Why were they there? Because it was World Flamenco Day, of course. We had no idea until they announced it, but who were we to question such good fortune?

They played four or five songs while we were there. I hoisted Finlee onto my shoulders, and Arya wiggled her way to the front. All of us were mesmerized. Finlee kept whispering, “He sounds so sad but it’s also beautiful,” and she was right. Even without understanding every lyric, the singer’s voice communicated the ache of love lost. The dancers moved in perfect dialogue with the guitar, setting the rhythm with their palms and heels. Their slow turns, lifted arms, and delicate fingerwork felt almost hypnotic.

For a completely impromptu concert, it was deeply moving. Their set ended far too soon, but they thanked the crowd warmly and hurried off to their next performance.

It felt like Madrid’s own farewell gift.

El Rastro, a Typewriter Poet, and a 300-Year-Old Table

El Rastro stretched out before us — a kilometer of vendors and color, jewelry and incense, honey and artwork. The girls chose treasures for themselves and friends back home. We drifted, unhurried, pulled along by the steady flow of thousands of people. 

Then we met the typewriter poet — a young man with a mechanical typewriter and a sign promising poems in exchange for a donation. We shared our story. He listened with his eyes closed, breathed, and began typing. What he handed back was a small distillation of our year so far — family, motion, wonder — captured in a handful of lines, typed in beautiful Spanish script. 

And then came Botín.

For our final meal in Spain, we headed to the oldest restaurant in the world: Restaurante Sobrino de Botín. Founded in 1725, Botín holds the Guinness World Record for continuous operation. It is famous for its wood fired oven, which—according to legend—has never gone out in nearly 300 years.
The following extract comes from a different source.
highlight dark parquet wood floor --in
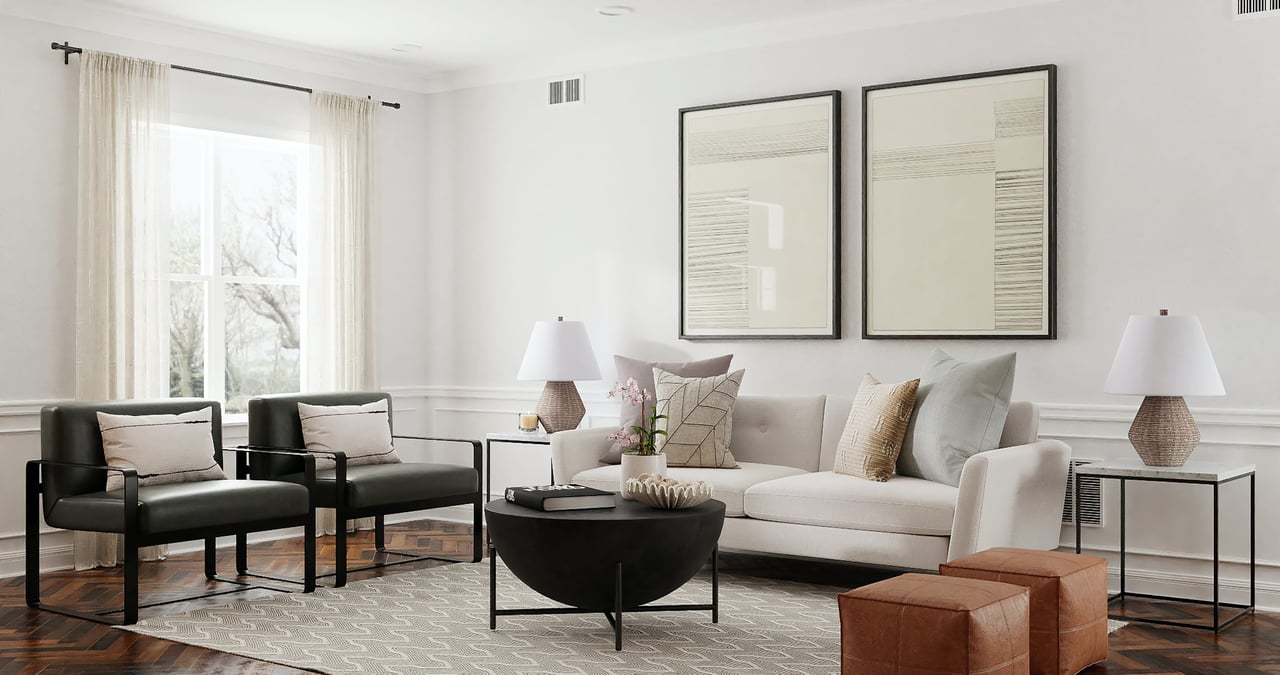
[0,521,1280,675]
Whether apocryphal or not, the romance of it adds to the charm. I arrived fully prepared for it to be a tourist trap, but I was happy to be wrong.

The food was traditional Castilian fare that feels unchanged from centuries past. We ordered roasted suckling pig, roasted lamb, and baked chicken, along with artichoke hearts with jamón, green beans, and a plate of white asparagus with mayonnaise. The waiters wore crisp white coats, and the restaurant felt alive with its own history — tiled walls, old windows, wooden chairs, and exposed ceiling joists that seemed to whisper stories from the eighteenth century.

It was the perfect way to end our time in Madrid — and in Spain as a whole. A closing note built from warmth, tradition, and the sense of continuity that defines so much of Spanish culture.

Goodbye, Spain

Madrid wasn’t linear. It wasn’t calm. It wasn’t predictable.

But inside the chaos — the rain, the crowds, the wrong terminals, the scaffolding, the soaked shoes, the wild artwork, the sudden music, the criss-crossed network of streets with no rhyme or reason — we found connection.

Not in spite of the disorder. Because of it.

Spain has given us color, story, flavor, movement, warmth, mistakes, surprises, and memories that already feel deeply stitched into us.

Now we look toward Turkiye and the world that waits beyond — carrying forward the reminder that chaos isn’t something to overcome, but something to move through together.

And that’s where the connection lives.